Par Patrick Mapenzi
Le quartier Cahi, situé dans la commune de Bagira à Bukavu, traverse un drame humain et sanitaire sans précédent. Plus de 175 000 habitants dénoncent un abandon total de la REGIDESO Sud-Kivu : sans eau au robinet depuis 2021, la population subit de plein fouet des vagues d’enlèvements d’enfants, de viols, de noyades et d’épidémies de choléra, tout en recevant des factures pour de l’eau qu’elle n’a jamais consommée.
Pourtant, un vent de soulagement avait soufflé sur la communauté grâce au Projet IMMAGINE, financé et exécuté par l’organisation internationale Mercy Corps. Pour soulager la pénurie sévère d’eau potable, sept bornes fontaines avaient été construites et raccordées à la source de Mazigiro. Les habitants s’étaient empressés de souscrire leurs abonnements dès 2021, espérant voir leurs souffrances quotidiennes prendre fin.
Mais la désillusion fut brutale. Depuis 2021, pas une seule goutte d’eau n’a coulé de ces robinets. Des installations modernes et neuves demeurent aujourd’hui désespérément sèches, abandonnées par les services techniques de la REGIDESO.
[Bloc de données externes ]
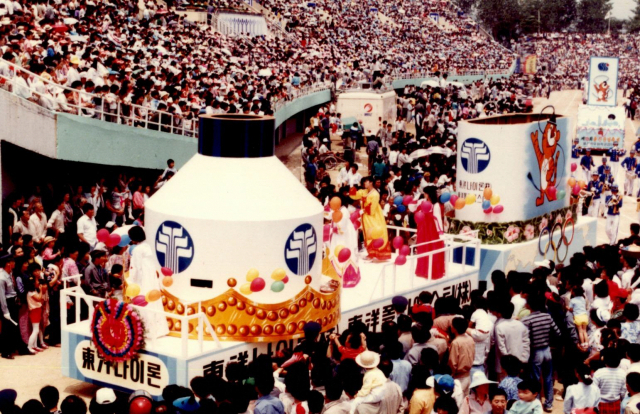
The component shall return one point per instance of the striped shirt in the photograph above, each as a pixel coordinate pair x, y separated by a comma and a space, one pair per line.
540, 326
612, 384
Ce que les habitants qualifient d’escroquerie et d’injustice révoltante réside dans la gestion commerciale de la société publique. Alors que des enquêteurs vêtus de gilets estampillés REGIDESO ont sillonné le quartier pour identifier les ménages, aucune réponse technique n’a été apportée pour rétablir la desserte.
Plus grave encore : la REGIDESO continue d’émettre et de distribuer des factures d’eau payantes dans le quartier. La population est ainsi sommée de payer pour une eau virtuelle qu’elle n’a jamais reçue.
« Chose étonnante, il y avait des factures qui provenaient de la REGIDESO, nous demandant de payer de l’eau que nous n’avons jamais consommée… », déplorent les signataires dans leur lettre de dénonciation adressée à la Direction Provinciale.
Derrière cette panne d’approvisionnement se cache une crise sociale et sanitaire majeure qui touche de plein fouet les couches les plus vulnérables :
– Pour dégoter quelques litres d’eau, les enfants et les femmes doivent parcourir de longues distances vers des points d’eau non sécurisés. Cette quête quotidienne les expose directement aux enlèvements, aux agressions sexuelles (viols) et aux risques de noyade.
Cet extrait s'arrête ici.